METREX e METREO sono stati studi di fase 3, randomizzati, controllati con placebo, in doppio cieco; METREX è stato condotto in 16 paesi e METREO in 15 paesi.

Dopo la screening, i pazienti ammissibili in METREX sono stati assegnati in modo casuale in un rapporto 1:1 per ricevere iniezioni sottocutanee di mepolizumab (100 mg) o placebo; in METREO, i pazienti ammissibili sono stati assegnati in modo casuale in rapporto 1:1:1 per ricevere iniezioni sottocutanee di 100 mg o 300 mg di mepolizumab, o placebo.

Durante il periodo di trattamento, le iniezioni sono state somministrate ogni 4 settimane per 52 settimane in aggiunta alla terapia tripla inalatoria; il periodo di trattamento è stato seguito da 8 settimane di follow-up.

In entrambi i trial, i pazienti arruolati erano di 40 anni di età o più e avevano una diagnosi documentata di BPCO da almeno un anno; avevano un rapporto volume espiratorio forzato in 1 secondo (FEV1) rispetto alla capacità vitale forzata (FVC) di meno di 0,70 prima e dopo l'uso dei broncodilatatori e un FEV1 dopo l'uso broncodilatatore che era superiore al 20% e inferiore o uguale al 80% del valore previsto; e avevano una storia documentata di due o più esacerbazioni moderate o di una o più gravi esacerbazioni nei 12 mesi precedenti. Per i 12 mesi prima dello screening, i pazienti dovevano aver ricevuto una terapia a base di glucocorticoidi per via inalatoria e ulteriore terapia regolare per la BPCO.

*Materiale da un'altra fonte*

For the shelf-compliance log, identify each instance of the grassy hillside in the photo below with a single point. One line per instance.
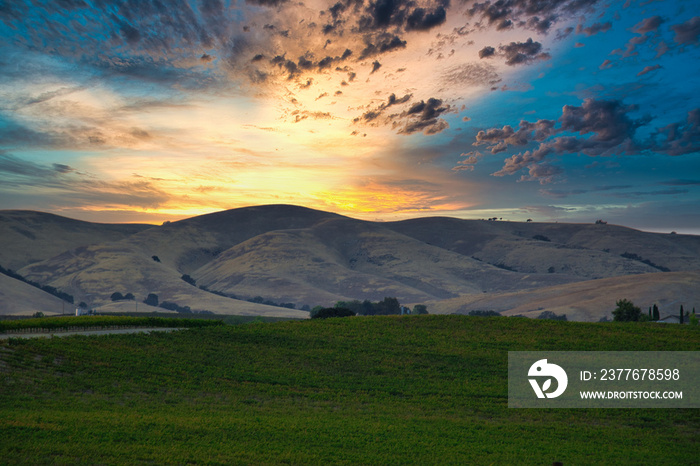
(290, 254)
(381, 390)
(587, 301)
(27, 237)
(19, 298)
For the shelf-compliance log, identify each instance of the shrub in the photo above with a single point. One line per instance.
(420, 309)
(189, 280)
(626, 311)
(151, 300)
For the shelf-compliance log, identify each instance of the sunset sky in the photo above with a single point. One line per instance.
(154, 110)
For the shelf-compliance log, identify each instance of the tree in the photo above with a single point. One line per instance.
(328, 312)
(389, 306)
(626, 311)
(151, 300)
(189, 280)
(420, 309)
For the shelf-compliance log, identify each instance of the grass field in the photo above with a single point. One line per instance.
(365, 390)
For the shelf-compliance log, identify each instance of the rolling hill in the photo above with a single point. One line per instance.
(291, 255)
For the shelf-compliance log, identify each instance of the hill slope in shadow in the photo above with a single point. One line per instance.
(290, 254)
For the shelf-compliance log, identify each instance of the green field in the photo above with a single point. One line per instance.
(364, 390)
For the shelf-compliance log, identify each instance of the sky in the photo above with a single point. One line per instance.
(550, 110)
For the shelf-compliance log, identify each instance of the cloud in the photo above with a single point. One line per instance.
(423, 20)
(382, 14)
(468, 163)
(594, 29)
(471, 74)
(72, 187)
(544, 173)
(423, 116)
(373, 114)
(380, 44)
(681, 182)
(687, 33)
(603, 128)
(648, 69)
(539, 15)
(487, 52)
(517, 53)
(521, 53)
(648, 25)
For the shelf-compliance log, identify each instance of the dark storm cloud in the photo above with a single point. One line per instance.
(487, 51)
(519, 53)
(383, 14)
(539, 15)
(648, 25)
(471, 74)
(687, 33)
(423, 20)
(594, 29)
(373, 114)
(423, 116)
(603, 128)
(380, 44)
(84, 32)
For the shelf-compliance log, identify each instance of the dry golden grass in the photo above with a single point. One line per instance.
(307, 257)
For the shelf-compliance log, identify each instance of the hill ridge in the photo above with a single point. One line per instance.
(293, 254)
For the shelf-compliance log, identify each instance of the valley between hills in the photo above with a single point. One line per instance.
(242, 261)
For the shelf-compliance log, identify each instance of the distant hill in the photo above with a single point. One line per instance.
(294, 256)
(17, 298)
(28, 237)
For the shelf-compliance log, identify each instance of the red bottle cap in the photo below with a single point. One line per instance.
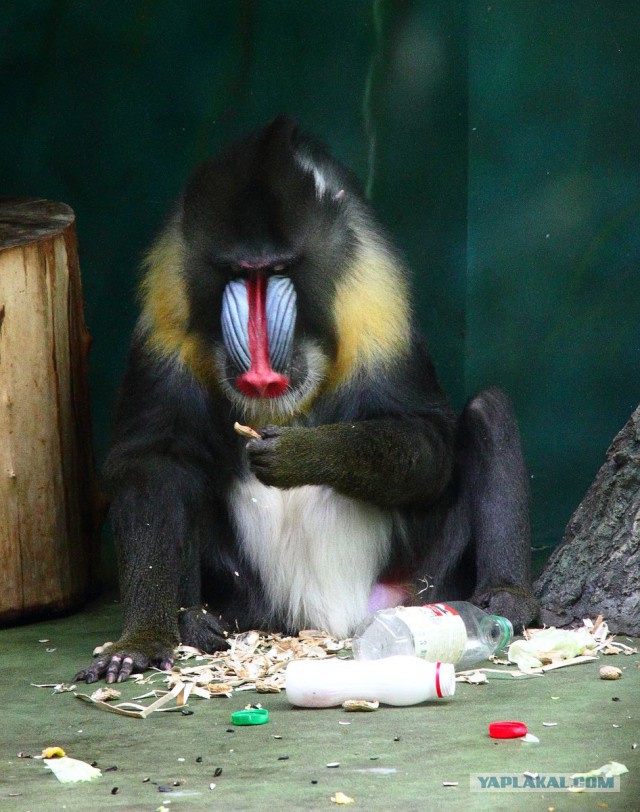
(507, 730)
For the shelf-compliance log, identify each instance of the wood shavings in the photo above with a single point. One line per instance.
(360, 705)
(105, 695)
(135, 710)
(58, 687)
(254, 661)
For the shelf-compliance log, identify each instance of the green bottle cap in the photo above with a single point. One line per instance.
(504, 631)
(250, 716)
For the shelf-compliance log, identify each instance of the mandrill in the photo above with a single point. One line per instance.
(272, 298)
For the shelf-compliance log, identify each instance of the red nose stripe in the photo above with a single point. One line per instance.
(260, 381)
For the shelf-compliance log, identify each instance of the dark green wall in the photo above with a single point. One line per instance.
(500, 142)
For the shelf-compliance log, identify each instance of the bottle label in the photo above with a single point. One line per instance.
(439, 633)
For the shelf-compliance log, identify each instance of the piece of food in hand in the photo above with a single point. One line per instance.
(247, 431)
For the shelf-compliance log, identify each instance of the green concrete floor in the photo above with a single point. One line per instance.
(392, 759)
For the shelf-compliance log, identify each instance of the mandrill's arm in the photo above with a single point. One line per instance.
(387, 461)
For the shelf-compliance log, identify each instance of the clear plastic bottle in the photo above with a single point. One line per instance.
(393, 680)
(456, 632)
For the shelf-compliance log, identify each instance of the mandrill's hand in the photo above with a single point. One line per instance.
(119, 660)
(285, 457)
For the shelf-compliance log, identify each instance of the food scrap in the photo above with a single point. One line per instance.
(610, 672)
(67, 770)
(341, 799)
(360, 705)
(246, 431)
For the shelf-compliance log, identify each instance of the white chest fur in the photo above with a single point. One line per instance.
(318, 553)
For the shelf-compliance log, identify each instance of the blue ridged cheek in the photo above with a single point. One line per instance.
(281, 322)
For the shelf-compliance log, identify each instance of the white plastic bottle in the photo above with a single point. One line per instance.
(456, 632)
(397, 680)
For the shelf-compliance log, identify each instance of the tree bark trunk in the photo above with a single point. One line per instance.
(596, 568)
(49, 514)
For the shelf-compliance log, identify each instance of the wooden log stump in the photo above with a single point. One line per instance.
(48, 496)
(596, 568)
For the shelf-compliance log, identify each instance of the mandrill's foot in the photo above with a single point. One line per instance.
(202, 630)
(119, 660)
(514, 603)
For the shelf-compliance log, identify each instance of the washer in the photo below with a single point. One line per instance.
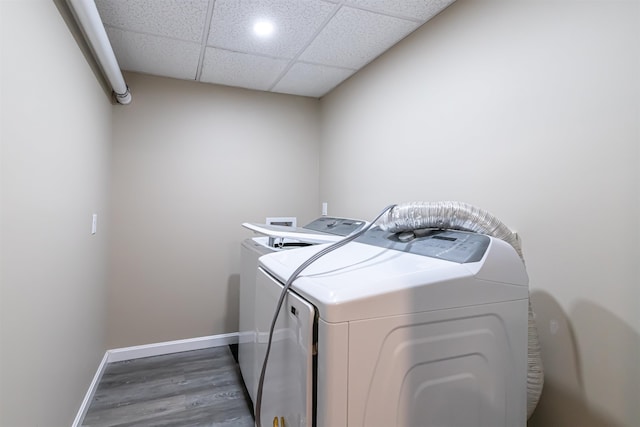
(389, 330)
(276, 238)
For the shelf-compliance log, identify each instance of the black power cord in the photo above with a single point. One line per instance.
(283, 294)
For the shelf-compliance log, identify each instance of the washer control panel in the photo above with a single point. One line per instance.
(337, 226)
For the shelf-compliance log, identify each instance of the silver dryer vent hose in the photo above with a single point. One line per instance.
(461, 216)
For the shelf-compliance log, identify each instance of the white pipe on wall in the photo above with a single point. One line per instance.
(88, 18)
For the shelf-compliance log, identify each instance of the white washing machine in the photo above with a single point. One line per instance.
(426, 333)
(276, 238)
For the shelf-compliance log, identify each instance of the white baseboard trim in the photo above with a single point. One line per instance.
(88, 397)
(148, 350)
(158, 349)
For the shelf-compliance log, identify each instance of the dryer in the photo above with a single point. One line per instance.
(430, 332)
(275, 238)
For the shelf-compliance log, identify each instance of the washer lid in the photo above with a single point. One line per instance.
(361, 281)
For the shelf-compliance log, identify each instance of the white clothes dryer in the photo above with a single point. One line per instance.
(430, 332)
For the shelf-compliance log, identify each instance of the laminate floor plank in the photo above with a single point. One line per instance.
(191, 389)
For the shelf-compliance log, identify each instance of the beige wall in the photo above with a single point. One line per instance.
(531, 111)
(55, 123)
(191, 162)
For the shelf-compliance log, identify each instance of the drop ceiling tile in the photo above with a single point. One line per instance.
(422, 10)
(155, 55)
(295, 22)
(311, 80)
(180, 19)
(355, 37)
(239, 69)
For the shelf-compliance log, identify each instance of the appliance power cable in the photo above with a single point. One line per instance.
(283, 294)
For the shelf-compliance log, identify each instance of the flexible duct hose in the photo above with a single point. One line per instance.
(461, 216)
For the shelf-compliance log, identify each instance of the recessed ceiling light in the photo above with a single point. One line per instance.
(263, 28)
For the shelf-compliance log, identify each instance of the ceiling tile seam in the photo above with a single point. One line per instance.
(244, 52)
(203, 41)
(151, 34)
(337, 67)
(293, 60)
(389, 14)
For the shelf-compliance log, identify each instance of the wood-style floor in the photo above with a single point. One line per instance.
(191, 389)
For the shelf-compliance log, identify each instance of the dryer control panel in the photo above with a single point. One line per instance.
(450, 245)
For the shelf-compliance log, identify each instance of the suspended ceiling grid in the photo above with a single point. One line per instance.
(314, 44)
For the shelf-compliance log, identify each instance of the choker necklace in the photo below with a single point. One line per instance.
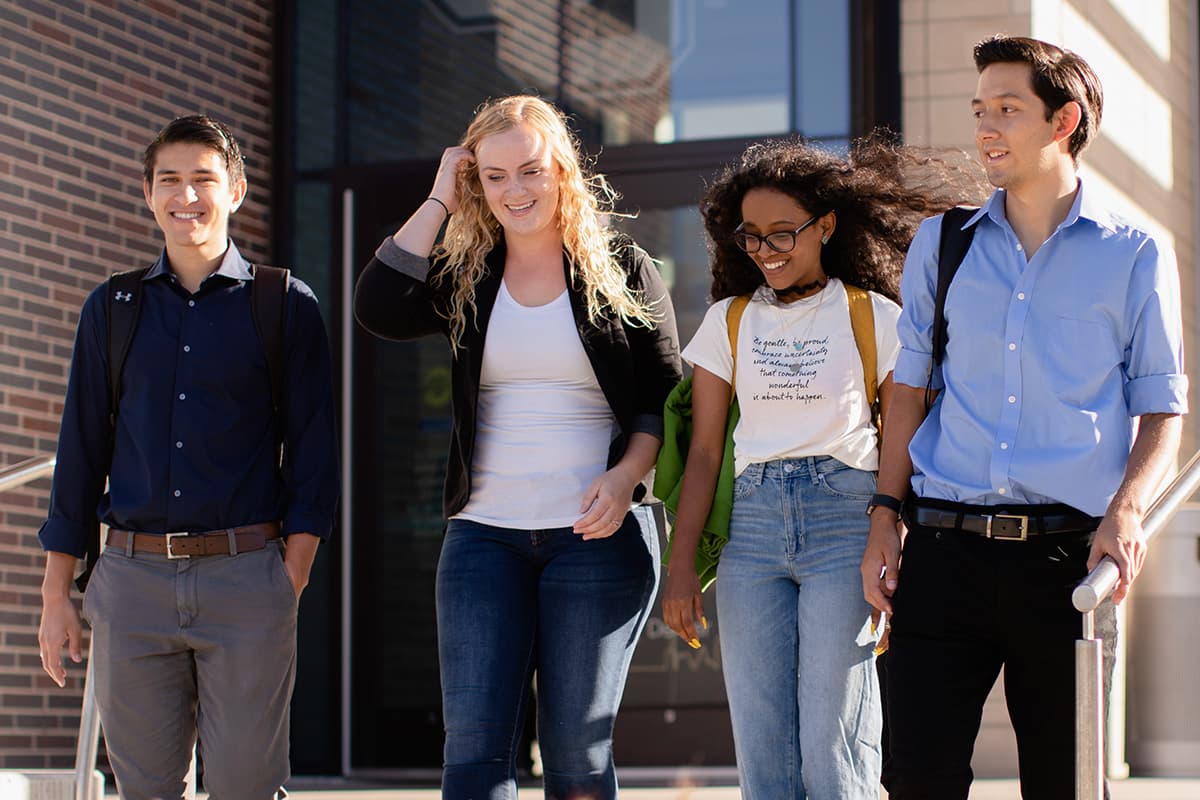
(797, 293)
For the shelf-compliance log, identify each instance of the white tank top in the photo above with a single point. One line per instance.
(544, 426)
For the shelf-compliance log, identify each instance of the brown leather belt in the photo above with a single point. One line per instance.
(193, 545)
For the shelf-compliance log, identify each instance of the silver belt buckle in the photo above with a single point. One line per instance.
(1023, 525)
(171, 553)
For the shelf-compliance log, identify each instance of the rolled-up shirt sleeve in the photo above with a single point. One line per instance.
(311, 469)
(1157, 383)
(915, 329)
(393, 298)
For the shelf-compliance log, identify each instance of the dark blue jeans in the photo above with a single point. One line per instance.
(517, 603)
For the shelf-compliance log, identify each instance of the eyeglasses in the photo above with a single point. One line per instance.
(781, 241)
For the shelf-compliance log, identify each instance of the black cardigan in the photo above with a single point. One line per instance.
(636, 367)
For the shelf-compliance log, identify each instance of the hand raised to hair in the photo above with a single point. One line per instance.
(445, 182)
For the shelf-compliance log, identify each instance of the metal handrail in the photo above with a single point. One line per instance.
(1086, 597)
(1102, 581)
(24, 471)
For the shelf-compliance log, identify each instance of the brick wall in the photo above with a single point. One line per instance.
(84, 85)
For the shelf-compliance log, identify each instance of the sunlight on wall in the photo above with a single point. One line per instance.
(1152, 20)
(1114, 198)
(1137, 118)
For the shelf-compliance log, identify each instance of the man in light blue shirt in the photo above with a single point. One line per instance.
(1054, 414)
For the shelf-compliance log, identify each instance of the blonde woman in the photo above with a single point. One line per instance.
(549, 565)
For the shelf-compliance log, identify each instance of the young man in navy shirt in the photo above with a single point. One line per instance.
(209, 539)
(1057, 409)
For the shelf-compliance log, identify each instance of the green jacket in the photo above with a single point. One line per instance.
(669, 479)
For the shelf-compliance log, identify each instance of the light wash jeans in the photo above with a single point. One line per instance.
(515, 603)
(795, 633)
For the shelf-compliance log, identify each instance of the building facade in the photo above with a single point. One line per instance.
(343, 108)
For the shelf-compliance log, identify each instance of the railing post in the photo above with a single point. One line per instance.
(89, 738)
(1089, 714)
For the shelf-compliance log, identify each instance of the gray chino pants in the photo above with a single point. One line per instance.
(190, 648)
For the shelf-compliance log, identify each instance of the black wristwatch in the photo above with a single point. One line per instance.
(885, 500)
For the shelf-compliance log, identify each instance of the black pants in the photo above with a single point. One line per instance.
(966, 606)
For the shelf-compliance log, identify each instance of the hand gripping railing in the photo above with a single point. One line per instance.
(1087, 596)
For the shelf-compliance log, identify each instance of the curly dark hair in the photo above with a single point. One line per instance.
(880, 192)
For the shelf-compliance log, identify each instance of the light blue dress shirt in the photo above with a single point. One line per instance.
(1048, 360)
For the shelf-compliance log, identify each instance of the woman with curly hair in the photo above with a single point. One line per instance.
(549, 565)
(792, 226)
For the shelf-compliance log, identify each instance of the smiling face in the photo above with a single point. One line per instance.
(1017, 144)
(520, 180)
(191, 197)
(766, 211)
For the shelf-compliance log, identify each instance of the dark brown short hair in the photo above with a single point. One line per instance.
(203, 130)
(1059, 77)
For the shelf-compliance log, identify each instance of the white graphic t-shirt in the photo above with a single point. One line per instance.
(799, 378)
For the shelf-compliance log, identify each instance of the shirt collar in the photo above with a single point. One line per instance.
(233, 265)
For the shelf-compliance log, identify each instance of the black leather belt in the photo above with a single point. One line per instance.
(1007, 527)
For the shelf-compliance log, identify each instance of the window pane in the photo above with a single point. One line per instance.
(822, 68)
(629, 71)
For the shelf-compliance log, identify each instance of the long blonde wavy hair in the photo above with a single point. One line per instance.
(585, 198)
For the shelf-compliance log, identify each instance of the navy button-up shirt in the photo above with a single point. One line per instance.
(196, 441)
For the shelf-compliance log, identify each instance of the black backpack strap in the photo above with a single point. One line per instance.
(951, 251)
(124, 307)
(269, 296)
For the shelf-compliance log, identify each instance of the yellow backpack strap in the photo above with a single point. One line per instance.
(733, 322)
(862, 322)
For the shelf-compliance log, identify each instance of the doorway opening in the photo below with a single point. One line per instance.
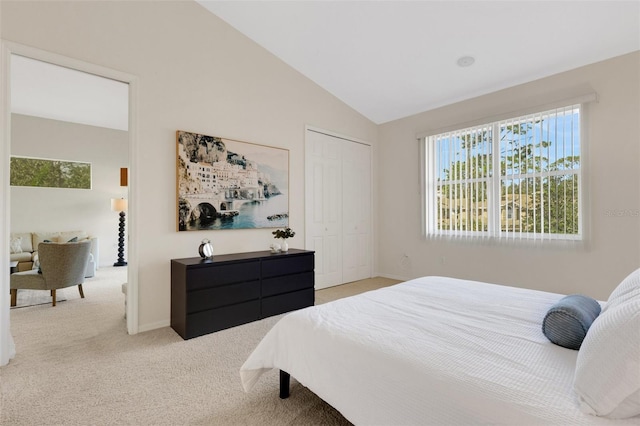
(17, 118)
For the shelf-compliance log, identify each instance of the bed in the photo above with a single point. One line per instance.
(437, 350)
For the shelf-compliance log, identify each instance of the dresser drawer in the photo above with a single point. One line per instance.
(279, 304)
(216, 297)
(287, 283)
(286, 265)
(218, 319)
(223, 274)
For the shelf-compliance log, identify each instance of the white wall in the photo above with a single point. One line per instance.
(195, 73)
(613, 246)
(59, 209)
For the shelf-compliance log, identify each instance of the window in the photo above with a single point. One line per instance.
(42, 172)
(517, 178)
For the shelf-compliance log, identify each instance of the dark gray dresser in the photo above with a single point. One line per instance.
(234, 289)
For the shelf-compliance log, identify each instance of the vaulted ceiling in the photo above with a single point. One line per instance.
(391, 59)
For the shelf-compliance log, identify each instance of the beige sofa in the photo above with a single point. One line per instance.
(23, 247)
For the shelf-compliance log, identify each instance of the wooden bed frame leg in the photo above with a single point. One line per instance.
(284, 384)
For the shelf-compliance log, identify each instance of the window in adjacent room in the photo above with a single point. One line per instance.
(43, 172)
(517, 178)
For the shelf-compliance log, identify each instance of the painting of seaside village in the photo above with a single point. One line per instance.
(227, 184)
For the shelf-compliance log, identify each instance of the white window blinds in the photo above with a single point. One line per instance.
(514, 179)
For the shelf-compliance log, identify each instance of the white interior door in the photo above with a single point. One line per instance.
(356, 196)
(338, 208)
(323, 206)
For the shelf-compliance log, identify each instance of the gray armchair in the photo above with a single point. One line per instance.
(62, 265)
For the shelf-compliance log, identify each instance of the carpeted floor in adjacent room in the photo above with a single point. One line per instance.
(76, 365)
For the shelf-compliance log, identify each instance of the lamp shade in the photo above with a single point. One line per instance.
(118, 204)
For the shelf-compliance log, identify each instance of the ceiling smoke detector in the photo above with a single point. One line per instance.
(465, 61)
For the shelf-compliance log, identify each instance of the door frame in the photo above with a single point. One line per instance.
(7, 349)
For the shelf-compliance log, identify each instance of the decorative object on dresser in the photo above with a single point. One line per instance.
(228, 184)
(234, 289)
(120, 205)
(206, 249)
(283, 234)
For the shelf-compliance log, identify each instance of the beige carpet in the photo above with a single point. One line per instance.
(28, 297)
(76, 365)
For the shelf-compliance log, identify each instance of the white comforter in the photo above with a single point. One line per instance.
(432, 351)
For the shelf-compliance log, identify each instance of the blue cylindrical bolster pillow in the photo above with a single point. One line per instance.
(567, 322)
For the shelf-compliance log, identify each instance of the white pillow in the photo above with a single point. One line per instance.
(15, 245)
(607, 377)
(628, 289)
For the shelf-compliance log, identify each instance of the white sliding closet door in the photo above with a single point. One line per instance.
(338, 208)
(323, 206)
(356, 211)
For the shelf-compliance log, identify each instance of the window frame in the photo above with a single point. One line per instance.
(495, 178)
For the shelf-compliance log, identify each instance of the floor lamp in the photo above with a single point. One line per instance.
(120, 205)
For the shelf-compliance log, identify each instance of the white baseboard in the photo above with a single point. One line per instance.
(394, 277)
(154, 326)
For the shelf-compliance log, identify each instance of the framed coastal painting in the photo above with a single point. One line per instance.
(228, 184)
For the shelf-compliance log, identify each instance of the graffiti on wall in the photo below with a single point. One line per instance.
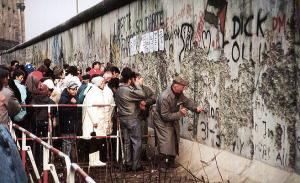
(241, 36)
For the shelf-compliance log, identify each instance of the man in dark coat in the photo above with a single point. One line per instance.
(128, 97)
(68, 118)
(171, 106)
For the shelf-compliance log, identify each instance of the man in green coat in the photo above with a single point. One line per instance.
(171, 106)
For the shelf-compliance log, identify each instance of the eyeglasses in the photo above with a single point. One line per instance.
(73, 89)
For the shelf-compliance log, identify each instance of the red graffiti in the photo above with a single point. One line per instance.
(279, 23)
(200, 28)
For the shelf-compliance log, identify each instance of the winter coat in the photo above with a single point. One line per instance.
(166, 116)
(9, 106)
(11, 168)
(68, 116)
(97, 115)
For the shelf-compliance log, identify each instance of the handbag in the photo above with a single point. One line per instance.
(20, 116)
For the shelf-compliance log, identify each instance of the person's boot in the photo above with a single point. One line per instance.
(172, 162)
(94, 159)
(163, 163)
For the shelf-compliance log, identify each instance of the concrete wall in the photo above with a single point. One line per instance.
(11, 23)
(242, 58)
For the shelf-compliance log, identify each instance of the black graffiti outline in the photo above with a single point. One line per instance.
(186, 40)
(206, 33)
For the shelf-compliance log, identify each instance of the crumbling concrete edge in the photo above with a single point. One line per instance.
(216, 165)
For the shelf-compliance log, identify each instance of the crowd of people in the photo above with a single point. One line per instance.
(123, 95)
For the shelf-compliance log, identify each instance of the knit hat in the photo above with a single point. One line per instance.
(72, 84)
(29, 68)
(97, 80)
(49, 83)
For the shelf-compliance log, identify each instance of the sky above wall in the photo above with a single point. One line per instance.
(42, 15)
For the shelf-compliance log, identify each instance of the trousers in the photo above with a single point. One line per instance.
(131, 131)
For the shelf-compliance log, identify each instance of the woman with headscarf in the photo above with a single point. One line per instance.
(97, 120)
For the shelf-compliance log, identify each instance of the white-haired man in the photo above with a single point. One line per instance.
(97, 119)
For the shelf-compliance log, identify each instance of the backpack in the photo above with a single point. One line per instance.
(83, 92)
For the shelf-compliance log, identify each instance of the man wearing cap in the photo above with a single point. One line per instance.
(171, 106)
(128, 97)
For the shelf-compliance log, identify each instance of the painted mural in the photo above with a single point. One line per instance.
(240, 57)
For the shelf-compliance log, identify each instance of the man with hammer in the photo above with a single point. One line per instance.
(171, 106)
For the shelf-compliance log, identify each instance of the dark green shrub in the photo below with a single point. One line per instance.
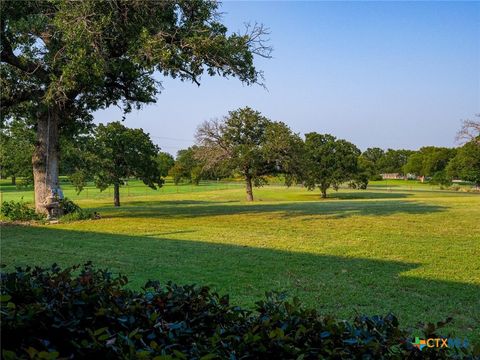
(68, 206)
(87, 313)
(18, 211)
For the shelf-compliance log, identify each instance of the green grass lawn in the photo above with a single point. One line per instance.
(402, 247)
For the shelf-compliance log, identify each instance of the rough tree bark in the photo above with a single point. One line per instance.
(248, 183)
(323, 189)
(45, 158)
(116, 194)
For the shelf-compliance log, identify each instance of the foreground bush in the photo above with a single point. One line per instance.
(86, 313)
(19, 211)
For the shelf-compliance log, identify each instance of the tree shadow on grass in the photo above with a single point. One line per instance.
(333, 284)
(335, 209)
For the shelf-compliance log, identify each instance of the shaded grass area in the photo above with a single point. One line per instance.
(414, 253)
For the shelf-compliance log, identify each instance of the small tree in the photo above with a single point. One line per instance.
(370, 160)
(429, 161)
(394, 160)
(165, 162)
(470, 131)
(187, 167)
(123, 153)
(328, 162)
(249, 144)
(466, 163)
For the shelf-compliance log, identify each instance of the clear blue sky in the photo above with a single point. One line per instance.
(387, 74)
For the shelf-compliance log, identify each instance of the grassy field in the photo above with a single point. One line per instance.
(399, 246)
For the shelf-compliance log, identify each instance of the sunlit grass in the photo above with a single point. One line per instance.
(406, 248)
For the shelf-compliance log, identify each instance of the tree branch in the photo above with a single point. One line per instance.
(30, 67)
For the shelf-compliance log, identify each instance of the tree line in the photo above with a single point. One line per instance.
(243, 144)
(62, 60)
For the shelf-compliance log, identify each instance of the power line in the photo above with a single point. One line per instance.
(169, 138)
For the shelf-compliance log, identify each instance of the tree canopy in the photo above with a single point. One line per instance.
(63, 59)
(466, 163)
(122, 153)
(328, 161)
(249, 144)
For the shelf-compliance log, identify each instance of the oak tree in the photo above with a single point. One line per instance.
(250, 145)
(63, 59)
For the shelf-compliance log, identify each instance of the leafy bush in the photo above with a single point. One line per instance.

Per un minimo di 3 mesi immediatamente prima dello screening, i pazienti dovevano aver ricevuto una terapia tripla inalatoria composta da un glucocorticoide inalatorio ad alto dosaggio, un β2-agonista a lunga durata d'azione e un antagonista del recettore muscarinico a lunga durata.

Alla randomizzazione in METREX, i pazienti sono stati stratificati sulla base ai conteggi degli eosinofili del sangue come aventi un fenotipo eosinofilo o un fenotipo non esofonilo.

Nel METREO, solo i pazienti che avevano un fenotipo eosinofilo erano idonei per l'inclusione.

In entrambi i trial, l’endpoint principale è stato il tasso annuale di esacerbazioni classificate come moderate (che ha portato a un trattamento sistemico con glucocorticoidi, o a un trattamento antibiotico o a entrambi) o grave (che ha portato ad ospedalizzazione o morte).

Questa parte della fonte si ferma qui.